Although we somewhat thought and secretly hoped that the BEFIT (Business in Europe: Framework for Income Taxation) proposal had died a silent death, the European Parliament has issued a press release that on September 24, 2025 MEPs of the Monetary Affairs Committee adopted their position on proposed legislation establishing a common way for calculating the tax base of multinationals operating in the European Union.
The vote, held in the Economic and Monetary affairs committee, adopted the text spearheaded by Evelyn Regner by 33 votes in favour, 19 against and 5 abstentions. It should be noted that the MEPs made five notable changes to the European Commission’s proposals.

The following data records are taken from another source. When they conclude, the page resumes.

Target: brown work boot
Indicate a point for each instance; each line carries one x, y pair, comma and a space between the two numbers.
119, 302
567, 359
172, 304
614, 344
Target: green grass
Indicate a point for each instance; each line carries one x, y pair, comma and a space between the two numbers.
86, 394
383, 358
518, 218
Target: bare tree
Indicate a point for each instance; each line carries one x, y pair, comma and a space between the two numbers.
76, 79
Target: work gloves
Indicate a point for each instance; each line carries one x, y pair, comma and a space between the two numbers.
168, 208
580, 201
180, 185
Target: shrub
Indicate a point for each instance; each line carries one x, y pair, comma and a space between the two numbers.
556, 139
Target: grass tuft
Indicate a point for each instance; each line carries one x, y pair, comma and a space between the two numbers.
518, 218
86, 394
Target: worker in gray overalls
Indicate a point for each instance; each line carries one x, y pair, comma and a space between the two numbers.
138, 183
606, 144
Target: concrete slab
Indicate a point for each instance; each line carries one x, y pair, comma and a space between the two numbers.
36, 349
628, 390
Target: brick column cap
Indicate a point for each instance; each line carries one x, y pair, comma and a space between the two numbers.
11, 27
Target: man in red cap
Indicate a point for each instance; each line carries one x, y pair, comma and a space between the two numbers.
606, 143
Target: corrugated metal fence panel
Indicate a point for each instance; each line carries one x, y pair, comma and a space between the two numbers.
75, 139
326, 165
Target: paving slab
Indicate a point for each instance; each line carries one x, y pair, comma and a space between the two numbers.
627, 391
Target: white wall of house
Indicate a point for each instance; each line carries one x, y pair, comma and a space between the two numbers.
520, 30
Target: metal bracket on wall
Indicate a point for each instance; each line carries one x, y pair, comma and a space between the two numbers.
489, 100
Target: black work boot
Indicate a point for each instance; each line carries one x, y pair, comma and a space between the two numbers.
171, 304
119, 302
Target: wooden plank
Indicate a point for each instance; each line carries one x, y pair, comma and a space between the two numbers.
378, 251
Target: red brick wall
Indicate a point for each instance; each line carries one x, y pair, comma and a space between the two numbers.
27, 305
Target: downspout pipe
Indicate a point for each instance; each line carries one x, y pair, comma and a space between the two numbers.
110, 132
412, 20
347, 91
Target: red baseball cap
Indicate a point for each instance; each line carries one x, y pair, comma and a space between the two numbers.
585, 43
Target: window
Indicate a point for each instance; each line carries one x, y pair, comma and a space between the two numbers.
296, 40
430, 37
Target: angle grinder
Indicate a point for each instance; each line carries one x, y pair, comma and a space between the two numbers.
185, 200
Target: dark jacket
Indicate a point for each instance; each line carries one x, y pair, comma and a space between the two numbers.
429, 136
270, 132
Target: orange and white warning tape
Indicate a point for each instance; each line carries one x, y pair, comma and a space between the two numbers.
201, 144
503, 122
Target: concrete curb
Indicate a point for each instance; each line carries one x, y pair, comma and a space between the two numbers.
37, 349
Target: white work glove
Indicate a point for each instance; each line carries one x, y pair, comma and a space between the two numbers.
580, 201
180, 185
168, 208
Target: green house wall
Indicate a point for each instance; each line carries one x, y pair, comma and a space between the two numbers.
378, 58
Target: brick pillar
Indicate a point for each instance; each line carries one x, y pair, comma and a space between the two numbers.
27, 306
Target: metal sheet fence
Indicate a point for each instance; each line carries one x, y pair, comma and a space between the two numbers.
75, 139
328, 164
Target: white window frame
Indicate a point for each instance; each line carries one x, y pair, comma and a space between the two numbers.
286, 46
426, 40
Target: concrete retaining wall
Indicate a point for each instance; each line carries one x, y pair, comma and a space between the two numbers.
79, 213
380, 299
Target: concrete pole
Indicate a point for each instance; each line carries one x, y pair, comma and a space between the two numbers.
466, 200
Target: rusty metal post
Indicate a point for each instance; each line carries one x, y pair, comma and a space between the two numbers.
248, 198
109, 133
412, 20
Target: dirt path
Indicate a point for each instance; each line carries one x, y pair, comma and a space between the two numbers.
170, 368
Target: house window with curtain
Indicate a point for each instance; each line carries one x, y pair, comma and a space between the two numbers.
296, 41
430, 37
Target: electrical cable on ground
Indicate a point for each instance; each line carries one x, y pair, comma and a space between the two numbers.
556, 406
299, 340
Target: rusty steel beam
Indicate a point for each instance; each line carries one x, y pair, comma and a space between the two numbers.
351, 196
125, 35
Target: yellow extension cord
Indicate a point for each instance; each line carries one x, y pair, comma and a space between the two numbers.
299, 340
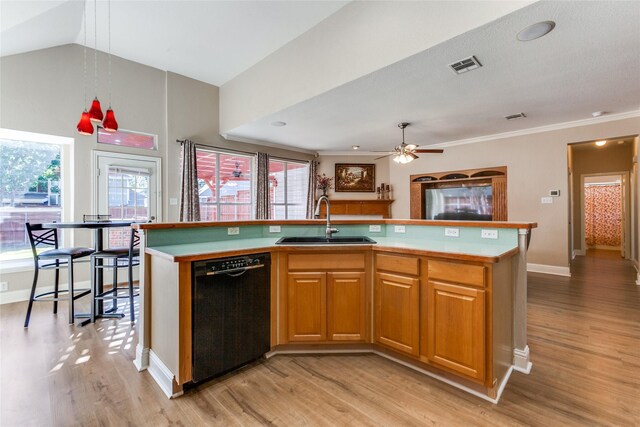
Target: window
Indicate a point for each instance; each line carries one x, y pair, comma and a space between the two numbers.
31, 187
128, 188
127, 139
288, 183
225, 185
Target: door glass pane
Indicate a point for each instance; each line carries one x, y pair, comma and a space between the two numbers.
128, 195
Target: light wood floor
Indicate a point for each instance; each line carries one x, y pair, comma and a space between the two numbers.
584, 336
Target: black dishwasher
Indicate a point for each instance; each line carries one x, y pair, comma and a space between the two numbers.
230, 313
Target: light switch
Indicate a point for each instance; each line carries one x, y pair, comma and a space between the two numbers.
489, 234
452, 232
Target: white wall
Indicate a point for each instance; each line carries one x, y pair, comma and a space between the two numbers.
42, 92
536, 163
327, 166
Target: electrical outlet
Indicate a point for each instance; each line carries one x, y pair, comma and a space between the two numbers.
489, 234
452, 232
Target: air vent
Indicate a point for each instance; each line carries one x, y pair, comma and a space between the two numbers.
515, 116
466, 64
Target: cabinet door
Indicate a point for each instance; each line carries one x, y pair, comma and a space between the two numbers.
396, 315
346, 306
455, 329
307, 306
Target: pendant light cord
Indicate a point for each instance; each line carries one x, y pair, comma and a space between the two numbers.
85, 54
109, 35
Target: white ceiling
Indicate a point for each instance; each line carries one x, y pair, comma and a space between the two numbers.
211, 41
590, 62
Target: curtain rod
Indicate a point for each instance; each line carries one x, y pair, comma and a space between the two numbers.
181, 141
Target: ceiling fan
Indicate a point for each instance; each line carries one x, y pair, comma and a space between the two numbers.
405, 153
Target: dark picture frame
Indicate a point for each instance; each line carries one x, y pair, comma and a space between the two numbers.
355, 177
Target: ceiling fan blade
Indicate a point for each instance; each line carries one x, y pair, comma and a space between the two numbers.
435, 150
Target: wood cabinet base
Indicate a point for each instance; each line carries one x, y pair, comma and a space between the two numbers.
492, 394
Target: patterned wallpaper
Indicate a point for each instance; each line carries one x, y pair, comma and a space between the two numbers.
603, 215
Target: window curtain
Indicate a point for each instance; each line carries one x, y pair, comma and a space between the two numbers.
603, 215
189, 197
262, 193
311, 189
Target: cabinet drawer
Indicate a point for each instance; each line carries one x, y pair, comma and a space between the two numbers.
466, 274
324, 261
398, 264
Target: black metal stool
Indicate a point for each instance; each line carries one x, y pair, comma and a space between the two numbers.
116, 258
53, 259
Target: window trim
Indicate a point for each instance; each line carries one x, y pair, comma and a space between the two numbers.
67, 175
231, 152
286, 162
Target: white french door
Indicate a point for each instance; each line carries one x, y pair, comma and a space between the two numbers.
127, 188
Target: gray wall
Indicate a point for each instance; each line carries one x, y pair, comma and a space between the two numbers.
537, 163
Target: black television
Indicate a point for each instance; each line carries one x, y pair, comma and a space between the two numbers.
468, 202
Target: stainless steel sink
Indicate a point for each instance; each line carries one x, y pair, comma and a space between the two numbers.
317, 240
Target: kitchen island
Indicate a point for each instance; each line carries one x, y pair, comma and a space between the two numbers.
433, 295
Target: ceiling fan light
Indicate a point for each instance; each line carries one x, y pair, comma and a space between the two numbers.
110, 124
84, 126
95, 112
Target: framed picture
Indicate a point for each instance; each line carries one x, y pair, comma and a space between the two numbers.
359, 177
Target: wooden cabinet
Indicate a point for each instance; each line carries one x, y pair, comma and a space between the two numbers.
327, 297
397, 303
397, 310
454, 327
307, 302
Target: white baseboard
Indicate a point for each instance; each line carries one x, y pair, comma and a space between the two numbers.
521, 362
162, 375
23, 294
141, 361
548, 269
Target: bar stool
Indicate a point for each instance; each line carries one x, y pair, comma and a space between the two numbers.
53, 259
115, 258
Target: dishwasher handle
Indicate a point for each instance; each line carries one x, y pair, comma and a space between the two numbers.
235, 272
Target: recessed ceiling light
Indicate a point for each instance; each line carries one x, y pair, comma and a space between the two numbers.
536, 31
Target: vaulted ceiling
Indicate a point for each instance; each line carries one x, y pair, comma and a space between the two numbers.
589, 62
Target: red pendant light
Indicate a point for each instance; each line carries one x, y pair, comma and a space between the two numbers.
95, 112
85, 127
110, 124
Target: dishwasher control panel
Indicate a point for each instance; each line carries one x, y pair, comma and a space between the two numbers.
235, 263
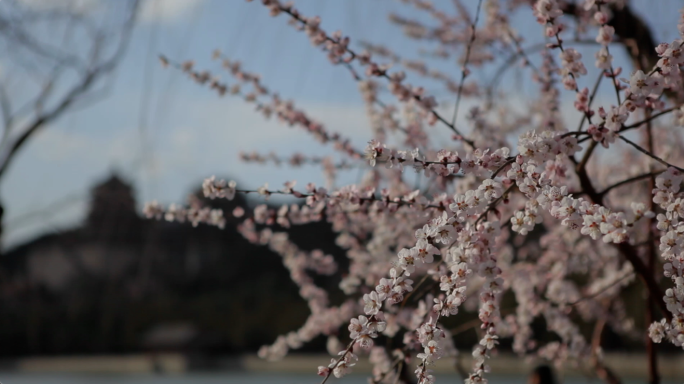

I - Addition of a significant economic presence clause
While broadly backing the key elements of the Commission proposal, MEPs also add a ‘significant economic presence clause’ which states that companies having more than EUR 1 million in revenues in a member state will be considered to be permanently established there. This clause would help in the identification of which member states are to be considered for the apportionment of tax that multinational needs to pay in the EU. This would especially ensure that digital companies pay taxes in the jurisdictions where they are effectively making profits, whether by providing services or selling products, irrespective of whether they have an important physical presence there.
II - Introduction of a royalties limitation rule
To guarantee a minimal level of taxation of royalties, MEPs propose introducing a royalties limitation rule for companies forming part of a BEFIT group. If a company in the group pays royalties or licence fees to another group company that is taxed at less than 9%, the paying company must add those payments back to its own taxable income — unless the receiving company carries out substantive economic activity supported by staff, equipment, and offices.
III - Prevention of profit shifting
MEPs also propose introducing a rule to prevent companies from shifting profits to foreign subsidiaries in low tax jurisdictions that lack real economic activity. If those subsidiaries earn passive income (such as interest or royalties) and lack real economic activity, that income would need to be added to the parent company’s taxable income.
IV - Faster write-off for tax purposes for certain assets
Another amendment adopted by the committee provides for faster tax write-offs for certain assets that support EU climate, social, digital, or defence goals. This would help spur investment, achieve a sustainable transition and enhance the EU's ability to prevent and respond to emerging threats and crises.
V - Limitation to the offsetting of losses
Finally, to reduce abuse of potential losses, if a subsidiary’s loss creates a negative taxable amount, the parent company can use it to reduce its own taxable income but only for up to five years and shall be set off against the next positive BEFIT tax base. Moreover, the eventual tax deductions cannot reduce the company’s taxable income to below zero.